Training Object Detection Models in Create ML - WWDC19 - Videos - Apple Developer

Training Object Detection Models in Create ML

Custom Core ML models for Object Detection offer you an opportunity to add some real magic to your app. Learn how the Create ML app in Xcode makes it easy to train and evaluate these models. See how you can test the model performance directly within the app by taking advantage of Continuity Camera. It's never been easier to build and deploy great Object Detection models for Core ML.

Resources
- - HD Video
  - SD Video
- Presentation Slides (PDF)
Related Videos

Tech Talks
- Improve Object Detection models in Create ML
WWDC20
- Explore Packages and Projects with Xcode Playgrounds
WWDC19
- Introducing the Create ML App
Download

Good morning. I'm Alex Brown, an Engineer in Core ML. And today, we are going to present Create ML for Object Detection. In the What's New in Machine Learning session, you were introduced to the new Create ML app. It provides a really approachable way to build custom machine learning models to add to your applications. In this session, we're going to dig a little deeper into two specific templates. Object detection, which works with images, and sound classification. Let's get started with object detection.
Object detection enables your application to identify real-world objects captured by your device's camera, and respond based on their presence, position, and relationship. You can download object detectors from the web which know the difference between broad categories of objects.
But by training a custom machine learning model on your own data, you can teach your application about the subtle differences between individual animals, hand gestures, street signs, or game tokens.
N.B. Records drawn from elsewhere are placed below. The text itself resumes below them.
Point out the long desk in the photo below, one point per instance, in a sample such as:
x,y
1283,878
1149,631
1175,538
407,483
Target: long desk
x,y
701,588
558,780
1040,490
If you've used machine learning with Apple before, you may already be familiar with image classification.
With image classification, you build a model which can provide a single simple description of an image.
This image we might describe as outdoors or park, or for a particular application, dog.
But what if we're interested in more than one object in the scene? In this case, object detection can come to the rescue. It can identify multiple objects within your photograph, and provide the location, size, and label for each one. This can enable your application to do more sophisticated things using your camera, but in order to do that, we need to go into more detail when teaching the model about your images.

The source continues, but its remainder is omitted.